Any final frugal thoughts to share?
- My biggest tip is to NOT go shopping until necessary. It’s amazing how many “extras” you can throw in the cart. By not even going to the store, it cuts down on that tremendously.
- At restaurants, we order water and take powdered drink mixes (like lemonade).
- I do use coupons, but am not a fanatic. I only use them if it is something I am going to buy anyway. I like that at Target you can use one of their coupons and a manufacturers coupon.
- I do NOT go to a store to use a coupon “just because I have a coupon.” Even if I save $10 off of a $25 purchase, I am still spending $15!
- I stock up on holiday coupons at fast food restaurants. Our McDonald’s sells Trick or Treat and Valentine’s Day coupons where you get 12 free items for $1. I recently bought 10 packs and am able to take my girls there for a special treat after school. Taco Cabana had similar coupons for Halloween.
- Thrift store shopping! I buy 90% of our clothes at the thrift store. I also find books and games for my kids and my classroom at rock bottom prices.
- I am a Sonic junkie. At the beginning of the month, I put $20 on a Sonic card to use and when it’s gone, it’s gone! This helps curb my addiction a little.

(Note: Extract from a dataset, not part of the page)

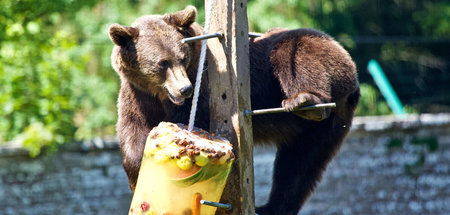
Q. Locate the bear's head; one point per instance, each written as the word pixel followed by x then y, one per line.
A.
pixel 150 56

- I use the Target 5% debit card. It’s a free way to save on all purchases!
- I only go grocery shopping once a month for major items, then go about every 10 days for milk and fruit, etc. I have a VERY detailed grocery list that I print off and highlight the things I need.
- I buy generic whenever possible. Our grocery store does not do double coupons, so even with a coupon, generic brands are often cheaper.
- Right now, Wal-Mart and our grocery store gas stations are offering 10 cents off every gallon of gas if you use a gift card. That adds up!
- We are content eating basic meals. Usually it’s the main course, a bread, and a vegetable- nothing too fancy or expensive!
- I have learned to keep a wish list all year for myself and the kids. Then when it comes time for a birthday or Christmas, I have practical ideas already in place.
- I buy birthday party gifts all year long by shopping on the clearance rack.
- I set a budget for Christmas gifts and stick to it.
- We only buy 3 gifts for our girls at Christmas- a gold (“big”), frankincense (Christian), and myrrh (practical gift or gift of time) gift as well as some stocking stuffers. This takes the pressure off of “do they have enough?”
- I take advantage of holiday gift card specials, such as buy $30, get $10 free, on places that I will shop anyway.
- I check my bank account every other day and write it down on my budget sheet so I know EXACTLY what I am spending each month and where the money goes.
- I try to plan ahead for things such as car insurance, HOA, sports fees, etc., by paying a little bit each month when possible.
Thanks, Amy, for sharing your life and heart with us!